Movin' and Groovin' SegBot (UIUC ME 461)

The goal for this project was to get the SegBot to “dance” back and forth to the beat of a song. I thought this would be a cool project because sensing and responding to audio is a key part of making robots feel more alive. This is especially useful in the focus of improving human-robot interactions.

The SegBot consists of a custom PCB board (designed by Dr. Dan Block) and a TMS320F28379D Launchpad from Texas Instruments. Two motors are attached to the board, and ePWM6 (Enhanced Pulse Width Modulator peripheral #6) on the Launchpad is linked to the motors to control the rate at which they spin. Wheels are attached to the motors so the SegBot can move around, and the SWI_ISR function in the code programs the SegBot so it can balance on two wheels.

To make the SegBot dance, the microphone on the board was connected with ePWM4 and ADC-B (Analog-to-Digital Converter B) on the Launchpad to receive sound. The microphone, Launchpad, and wiring to connect the two can be seen in the video below:

Getting the SegBot to balance on its wheels was done prior to the rest of the work on this project. For the SegBot to balance, the ADC-A interrupt function and SPI are used to transmit and receive three accelerometer readings and three gyrometer readings. The SPIB interrupt function reads these values and controls the motor angles. Additionally, a Kalman filter was applied to increase accelerometer accuracy and create a responsive tilt measurement that does not drift.

As mentioned before, the microphone was set up using ePWM4 and ADC-B of the Launchpad. The ePWM4 peripheral runs simultaneously with the peripherals used to balance the SegBot and drive the motors. In volts, the microphone outputs values in a range of 0.5 to 2.5 V.

Next, a beat detection algorithm needed to be implemented into the code. The algorithm used is based on the first algorithm mentioned in the link below (designed by Marco Ziccardi):

https://mziccard.me/2015/05/28/beats-detection-algorithms-1/

First, ePWM4 was set up with a TBPRD value of 5000, meaning sampling would occur every 0.1 milliseconds (10 kHz). Each time sampling takes place, the instant energy that the microphone detects is calculated. This value is the ADC audio detection reading (in volts) squared, based on the formula below. It should be noted that this formula is intended for stereo songs, but there is only one reading squared for this project since the microphone has one speaker.

Instant energy was then summed up for 232 samples in a row. This total sum after 232 samples is inserted into a 43-element array (as 232*43 is approximately equal to the sampling frequency of 10 kHz). Every 232 readings, the elements in the array are added together and divided by 43 (the size of the array).
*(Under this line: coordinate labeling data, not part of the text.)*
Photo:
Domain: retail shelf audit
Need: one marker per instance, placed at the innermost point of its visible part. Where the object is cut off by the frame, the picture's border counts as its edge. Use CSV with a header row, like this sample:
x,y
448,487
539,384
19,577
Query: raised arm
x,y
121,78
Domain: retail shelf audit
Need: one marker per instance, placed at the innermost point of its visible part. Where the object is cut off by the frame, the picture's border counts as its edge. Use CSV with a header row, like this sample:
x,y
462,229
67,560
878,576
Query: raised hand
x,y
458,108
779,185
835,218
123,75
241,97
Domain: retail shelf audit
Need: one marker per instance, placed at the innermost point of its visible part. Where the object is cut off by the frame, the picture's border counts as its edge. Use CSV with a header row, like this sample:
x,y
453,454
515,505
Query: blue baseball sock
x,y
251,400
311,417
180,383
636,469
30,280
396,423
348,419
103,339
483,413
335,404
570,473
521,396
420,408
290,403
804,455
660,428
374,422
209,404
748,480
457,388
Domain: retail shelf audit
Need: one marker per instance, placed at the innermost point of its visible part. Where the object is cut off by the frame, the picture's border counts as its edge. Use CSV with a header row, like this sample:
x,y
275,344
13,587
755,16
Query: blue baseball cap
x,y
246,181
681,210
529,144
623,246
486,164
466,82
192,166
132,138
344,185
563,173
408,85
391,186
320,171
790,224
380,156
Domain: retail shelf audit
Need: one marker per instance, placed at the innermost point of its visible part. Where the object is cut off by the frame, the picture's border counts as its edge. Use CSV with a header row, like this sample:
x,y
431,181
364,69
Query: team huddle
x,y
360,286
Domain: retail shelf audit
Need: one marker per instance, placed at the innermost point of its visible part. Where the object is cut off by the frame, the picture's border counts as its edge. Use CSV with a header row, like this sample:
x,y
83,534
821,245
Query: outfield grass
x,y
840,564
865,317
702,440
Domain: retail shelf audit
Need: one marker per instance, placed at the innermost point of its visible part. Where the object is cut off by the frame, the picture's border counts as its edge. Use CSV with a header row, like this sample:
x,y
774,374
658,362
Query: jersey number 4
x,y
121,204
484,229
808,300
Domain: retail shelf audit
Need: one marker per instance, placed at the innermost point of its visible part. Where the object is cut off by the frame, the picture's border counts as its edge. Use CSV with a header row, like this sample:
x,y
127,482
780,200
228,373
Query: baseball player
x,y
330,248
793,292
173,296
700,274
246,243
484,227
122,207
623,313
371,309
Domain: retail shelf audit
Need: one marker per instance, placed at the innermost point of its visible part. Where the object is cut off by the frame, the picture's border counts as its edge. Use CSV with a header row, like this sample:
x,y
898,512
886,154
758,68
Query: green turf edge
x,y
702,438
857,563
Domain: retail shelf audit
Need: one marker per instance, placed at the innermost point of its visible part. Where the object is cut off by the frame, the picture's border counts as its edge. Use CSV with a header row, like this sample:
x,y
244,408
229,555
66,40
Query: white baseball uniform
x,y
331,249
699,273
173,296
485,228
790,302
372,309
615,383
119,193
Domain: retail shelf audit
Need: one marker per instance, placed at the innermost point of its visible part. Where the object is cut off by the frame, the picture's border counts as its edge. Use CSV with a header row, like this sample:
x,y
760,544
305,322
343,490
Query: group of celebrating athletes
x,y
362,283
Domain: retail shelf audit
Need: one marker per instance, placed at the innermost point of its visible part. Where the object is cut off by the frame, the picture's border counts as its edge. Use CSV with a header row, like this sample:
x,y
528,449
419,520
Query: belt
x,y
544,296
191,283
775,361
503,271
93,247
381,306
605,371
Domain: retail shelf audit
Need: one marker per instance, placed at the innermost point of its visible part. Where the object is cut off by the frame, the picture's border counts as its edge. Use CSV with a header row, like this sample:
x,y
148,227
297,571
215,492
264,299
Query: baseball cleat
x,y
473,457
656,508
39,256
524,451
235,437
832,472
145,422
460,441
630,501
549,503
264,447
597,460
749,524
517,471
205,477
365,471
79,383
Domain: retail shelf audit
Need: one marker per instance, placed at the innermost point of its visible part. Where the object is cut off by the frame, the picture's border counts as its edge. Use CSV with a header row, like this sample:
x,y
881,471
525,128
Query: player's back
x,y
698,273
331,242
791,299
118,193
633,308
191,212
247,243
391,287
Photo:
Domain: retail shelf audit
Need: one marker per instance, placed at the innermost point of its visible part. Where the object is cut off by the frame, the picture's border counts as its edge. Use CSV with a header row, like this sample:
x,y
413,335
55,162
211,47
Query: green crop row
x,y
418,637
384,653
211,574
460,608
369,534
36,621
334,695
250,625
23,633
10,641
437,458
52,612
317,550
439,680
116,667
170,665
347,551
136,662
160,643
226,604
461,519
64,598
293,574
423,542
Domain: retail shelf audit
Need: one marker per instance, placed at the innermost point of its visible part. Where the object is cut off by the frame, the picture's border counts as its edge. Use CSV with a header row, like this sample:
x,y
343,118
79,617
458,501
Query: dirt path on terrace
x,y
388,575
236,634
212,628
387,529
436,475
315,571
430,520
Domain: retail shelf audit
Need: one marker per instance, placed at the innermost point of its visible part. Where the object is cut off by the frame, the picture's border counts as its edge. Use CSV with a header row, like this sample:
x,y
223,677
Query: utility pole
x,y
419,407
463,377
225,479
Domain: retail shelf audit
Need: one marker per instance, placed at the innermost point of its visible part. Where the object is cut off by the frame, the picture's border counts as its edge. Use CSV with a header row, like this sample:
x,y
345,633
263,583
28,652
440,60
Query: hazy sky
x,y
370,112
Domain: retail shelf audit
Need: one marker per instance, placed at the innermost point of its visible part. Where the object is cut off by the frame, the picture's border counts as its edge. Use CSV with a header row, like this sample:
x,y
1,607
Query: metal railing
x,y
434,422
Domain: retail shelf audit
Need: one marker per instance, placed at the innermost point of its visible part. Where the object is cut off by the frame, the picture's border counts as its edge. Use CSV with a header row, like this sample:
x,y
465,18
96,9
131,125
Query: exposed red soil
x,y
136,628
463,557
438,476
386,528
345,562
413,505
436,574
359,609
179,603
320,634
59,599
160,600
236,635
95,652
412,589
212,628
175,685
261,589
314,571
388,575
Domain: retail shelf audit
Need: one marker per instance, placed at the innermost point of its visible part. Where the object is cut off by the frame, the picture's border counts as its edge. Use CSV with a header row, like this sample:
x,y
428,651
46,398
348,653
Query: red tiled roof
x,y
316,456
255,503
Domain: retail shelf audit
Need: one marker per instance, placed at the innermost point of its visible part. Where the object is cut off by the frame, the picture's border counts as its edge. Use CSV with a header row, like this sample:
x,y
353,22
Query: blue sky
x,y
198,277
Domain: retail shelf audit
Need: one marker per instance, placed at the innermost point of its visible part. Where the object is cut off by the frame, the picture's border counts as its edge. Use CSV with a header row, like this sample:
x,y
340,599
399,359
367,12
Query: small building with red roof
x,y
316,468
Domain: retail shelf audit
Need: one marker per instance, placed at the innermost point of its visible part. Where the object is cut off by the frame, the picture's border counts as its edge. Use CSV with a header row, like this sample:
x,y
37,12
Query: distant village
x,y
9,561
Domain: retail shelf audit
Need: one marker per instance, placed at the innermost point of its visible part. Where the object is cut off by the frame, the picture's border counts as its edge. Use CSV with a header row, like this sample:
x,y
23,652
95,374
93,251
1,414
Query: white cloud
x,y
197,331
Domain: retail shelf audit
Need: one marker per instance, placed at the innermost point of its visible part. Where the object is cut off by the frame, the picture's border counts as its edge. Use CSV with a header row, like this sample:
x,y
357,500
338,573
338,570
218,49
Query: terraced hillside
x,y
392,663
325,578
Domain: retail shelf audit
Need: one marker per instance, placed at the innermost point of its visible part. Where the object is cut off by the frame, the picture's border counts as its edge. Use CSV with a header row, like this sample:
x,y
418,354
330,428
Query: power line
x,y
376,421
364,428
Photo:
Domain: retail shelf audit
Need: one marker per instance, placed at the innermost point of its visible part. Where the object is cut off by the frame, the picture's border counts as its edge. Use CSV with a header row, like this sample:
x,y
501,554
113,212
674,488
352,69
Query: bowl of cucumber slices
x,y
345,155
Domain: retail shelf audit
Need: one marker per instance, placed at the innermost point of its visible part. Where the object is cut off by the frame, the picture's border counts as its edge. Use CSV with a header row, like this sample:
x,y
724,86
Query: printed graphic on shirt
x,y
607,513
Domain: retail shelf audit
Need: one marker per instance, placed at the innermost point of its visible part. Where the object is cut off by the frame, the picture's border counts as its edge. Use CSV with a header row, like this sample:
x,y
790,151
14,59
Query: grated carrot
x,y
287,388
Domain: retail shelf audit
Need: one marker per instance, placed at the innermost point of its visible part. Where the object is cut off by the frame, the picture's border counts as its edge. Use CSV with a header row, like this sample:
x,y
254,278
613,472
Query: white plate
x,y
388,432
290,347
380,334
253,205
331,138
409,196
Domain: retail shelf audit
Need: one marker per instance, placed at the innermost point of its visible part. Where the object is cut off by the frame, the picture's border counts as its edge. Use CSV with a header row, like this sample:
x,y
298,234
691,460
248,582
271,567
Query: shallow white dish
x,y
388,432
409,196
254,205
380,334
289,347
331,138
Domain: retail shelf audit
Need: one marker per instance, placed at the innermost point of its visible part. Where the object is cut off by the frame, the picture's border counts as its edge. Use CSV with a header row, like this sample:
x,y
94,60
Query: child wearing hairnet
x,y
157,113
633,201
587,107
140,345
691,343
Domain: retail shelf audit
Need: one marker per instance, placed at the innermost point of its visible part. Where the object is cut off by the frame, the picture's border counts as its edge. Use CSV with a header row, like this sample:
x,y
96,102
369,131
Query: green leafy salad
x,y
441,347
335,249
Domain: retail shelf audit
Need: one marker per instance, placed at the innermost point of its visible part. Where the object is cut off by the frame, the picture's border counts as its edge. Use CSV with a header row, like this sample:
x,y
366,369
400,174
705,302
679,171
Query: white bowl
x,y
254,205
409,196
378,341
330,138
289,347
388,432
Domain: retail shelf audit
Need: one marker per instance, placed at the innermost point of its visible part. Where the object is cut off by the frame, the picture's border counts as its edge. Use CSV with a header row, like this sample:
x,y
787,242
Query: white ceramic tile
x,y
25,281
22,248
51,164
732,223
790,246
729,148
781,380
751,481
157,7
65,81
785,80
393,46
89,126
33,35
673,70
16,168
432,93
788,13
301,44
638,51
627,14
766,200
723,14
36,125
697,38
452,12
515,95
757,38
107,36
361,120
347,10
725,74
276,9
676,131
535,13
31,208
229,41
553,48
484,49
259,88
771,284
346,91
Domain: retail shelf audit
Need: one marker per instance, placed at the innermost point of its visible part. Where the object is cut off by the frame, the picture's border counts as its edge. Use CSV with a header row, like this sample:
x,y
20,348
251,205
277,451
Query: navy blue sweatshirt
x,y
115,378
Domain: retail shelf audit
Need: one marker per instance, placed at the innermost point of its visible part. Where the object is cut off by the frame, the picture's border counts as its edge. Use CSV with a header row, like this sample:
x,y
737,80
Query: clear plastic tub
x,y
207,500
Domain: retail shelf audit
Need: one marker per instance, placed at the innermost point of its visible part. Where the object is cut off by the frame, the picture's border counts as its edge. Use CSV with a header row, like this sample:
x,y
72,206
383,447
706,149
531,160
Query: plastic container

This yields a value for the average energy reading every 23.2 milliseconds.

To detect a beat, the microphone needs to detect average energy values that are above a certain threshold. This threshold was determined by plugging the average energy values into an array and plotting them in Code Composer Studio. Based on these graphs, it was decided that a beat would be found if the average energy value were greater than 10.0. Amplitudes for average energy can be seen in the following plots:

Finally, the SegBot was commanded to move every time a beat is detected. This was done using the "turnref" variable that indicates the angle the SegBot is at from its initial position. This variable was incremented positively for an even-numbered beat and negatively for an odd-numbered beat. Additionally, a "beat delay" of 500 milliseconds was implemented using the Launchpad's CPU Timer 0. This was done to prevent the SegBot from dancing back and forth too quickly if extra noise is picked up by the microphone.

Demo videos of the SegBot dancing to a beat can be seen below. The SegBot rotates more each dance move in the first video since turnref was incremented by 10, while it was incremented by 5 in the second video.

The time for the "beat delay" may need to be adjusted for different songs. Although 500 milliseconds seemed to work for a variety of songs tested, this value may need to be increased for slower songs and decreased for faster songs to avoid beat skipping. Similarly, the average energy threshold can be adjusted based on how heavy the beat of a given song is. Further testing can be performed with the code to yield results with even higher accuracy.